OUTLOOK ’12: Rail reform by US Congress seen as unlikely

29 December 2011 23:00  [Source: ICIS news]

A freight trainBy Brian Ford

HOUSTON (ICIS)--Anyone waiting for Congress to act on rail-freight rates reform in 2012 shouldn’t hold their breath, according to the American Chemistry Council (ACC).

ACC president Cal Dooley said the political environment in Congress is such that he does not see any legislative action aimed at easing rail rates for chemical manufacturers and other high-volume freight shippers.

US chemical manufacturers and other industries have long sought legislative relief for what they contend is an unfair railway price-setting authority that for practical reasons could not easily be appealed or challenged.

Chemical producers have protested high prices charged by the major US rail carriers to so-called captive shippers. A captive shipper is a manufacturing or distribution site that is served by only one of the four major US railways.

Under the 1980 Staggers Act, passed by Congress to revive the US rail industry, railways were exempted from many aspects of US anti-monopoly law and allowed to charge higher rates in order to increase revenues and raise the financial wellbeing of rail carriers.

Chemical producers and other high-volume freight shippers argue that, with the railways’ fiscal health restored, the anti-trust exemptions are no longer needed.

However, legislation aimed at rolling back some of the anti-trust exemptions and making it easier for industries to appeal rail rates seems to have stalled.

In March, the US Senate Judiciary Committee approved S-49, the 2011 Railroad Anti-trust Enforcement Act, which would eliminate some anti-trust exemptions that US railways have enjoyed since 1980.

The bill would also allow shippers to file suit in US federal courts to challenge rail rates.
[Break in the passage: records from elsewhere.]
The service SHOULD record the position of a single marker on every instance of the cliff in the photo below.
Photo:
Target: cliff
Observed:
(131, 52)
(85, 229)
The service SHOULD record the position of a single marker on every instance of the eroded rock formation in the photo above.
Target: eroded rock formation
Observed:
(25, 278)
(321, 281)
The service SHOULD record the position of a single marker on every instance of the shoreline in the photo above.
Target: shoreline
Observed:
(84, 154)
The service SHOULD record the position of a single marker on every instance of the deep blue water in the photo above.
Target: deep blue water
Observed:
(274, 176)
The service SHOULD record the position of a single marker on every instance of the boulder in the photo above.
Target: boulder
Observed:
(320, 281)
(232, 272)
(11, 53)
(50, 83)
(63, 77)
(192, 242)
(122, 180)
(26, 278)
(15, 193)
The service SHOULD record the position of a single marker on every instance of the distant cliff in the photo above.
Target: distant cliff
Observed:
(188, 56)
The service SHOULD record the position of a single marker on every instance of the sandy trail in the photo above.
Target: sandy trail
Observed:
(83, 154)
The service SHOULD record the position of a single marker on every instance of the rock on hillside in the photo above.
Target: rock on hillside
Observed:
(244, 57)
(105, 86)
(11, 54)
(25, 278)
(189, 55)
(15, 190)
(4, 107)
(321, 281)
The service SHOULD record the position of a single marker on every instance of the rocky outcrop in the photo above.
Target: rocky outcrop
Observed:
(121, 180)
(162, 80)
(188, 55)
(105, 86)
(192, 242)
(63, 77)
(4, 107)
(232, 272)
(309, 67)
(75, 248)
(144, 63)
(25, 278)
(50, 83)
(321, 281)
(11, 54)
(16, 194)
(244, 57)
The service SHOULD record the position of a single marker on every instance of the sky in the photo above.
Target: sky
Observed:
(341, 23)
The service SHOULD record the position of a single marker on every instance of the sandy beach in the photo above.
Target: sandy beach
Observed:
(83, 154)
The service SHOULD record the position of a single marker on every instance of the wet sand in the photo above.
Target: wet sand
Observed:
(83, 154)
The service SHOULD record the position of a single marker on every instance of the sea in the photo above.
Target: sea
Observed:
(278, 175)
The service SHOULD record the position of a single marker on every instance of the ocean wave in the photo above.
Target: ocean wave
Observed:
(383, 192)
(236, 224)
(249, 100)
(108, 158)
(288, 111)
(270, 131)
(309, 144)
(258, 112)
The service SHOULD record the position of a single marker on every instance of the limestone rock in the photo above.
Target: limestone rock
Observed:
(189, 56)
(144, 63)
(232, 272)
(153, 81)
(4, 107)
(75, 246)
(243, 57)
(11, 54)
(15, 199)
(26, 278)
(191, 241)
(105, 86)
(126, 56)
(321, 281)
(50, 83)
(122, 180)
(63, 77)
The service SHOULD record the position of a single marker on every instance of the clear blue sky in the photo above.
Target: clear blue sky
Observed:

Under existing law, courts generally refer such complaints to the federal Surface Transportation Board (STB).

Rail shippers contend that rate appeals before the STB are costly and can take years to reach an often unfavourable resolution.

Meanwhile, S-158 by Senator Jay Rockefeller (Democrat-West Virginia) – also aimed at rail rate reform – was referred in January 2011 to the Senate Committee on Commerce, Science and Transportation.

Dooley said rail-rate reform legislation had bipartisan support at committee level but it was questionable whether it had adequate support within the entire Senate.

“This issue has pretty strong constituencies,” he said, including the chemical, agricultural and rail industries.

Meanwhile, the House of Representatives “made the determination of why we should put our members in the position of picking sides here if the Senate is not going to act,” Dooley said.

On other rail regulation fronts, the STB plans to hold hearings in early 2012 on whether Union Pacific (UP) may require chemical manufacturers to compensate the rail carrier for hazardous-substance accidents not caused by the railway.

The railway asked the board to decide whether UP’s freight charges may require shippers of toxic inhalant hazardous commodities (TIH cargoes) to compensate the company for any costs or damages related to a hazardous-cargo accident for which the rail operator was not responsible.

That would include liabilities for any spill resulting from a failure or defect in the shipper’s equipment, such as a tank car, or an accident during the loading, sealing or securing of shipper equipment.

US chemicals manufacturers argue that, if approved by the board, the UP petition would create an arbitrary policy on liability of the sort that the board had earlier refused in a separate case.

Shippers also argue that they cannot be held liable for accidents that occur when their equipment and cargoes are under the exclusive control of rail operators.

Meanwhile, the Federal Railroad Administration (FRA) is seeking to advance railways’ implementation of positive train control (PTC) technology.

The technology involves the installation of equipment on engines to monitor train speeds and routes to ensure control of cargo movement, especially for bulk hazardous materials. PTC is supposed to be implemented nationwide by 2015.

Rail carriers essentially want the cost to be absorbed by producers and shippers of high-risk TIH cargoes, while the chemicals sector argues that the costs should be spread across all freight shipments.

Dooley said that, despite their differences, the rail and chemical industries still share some common interests regarding ways to enhance TIH transport safety.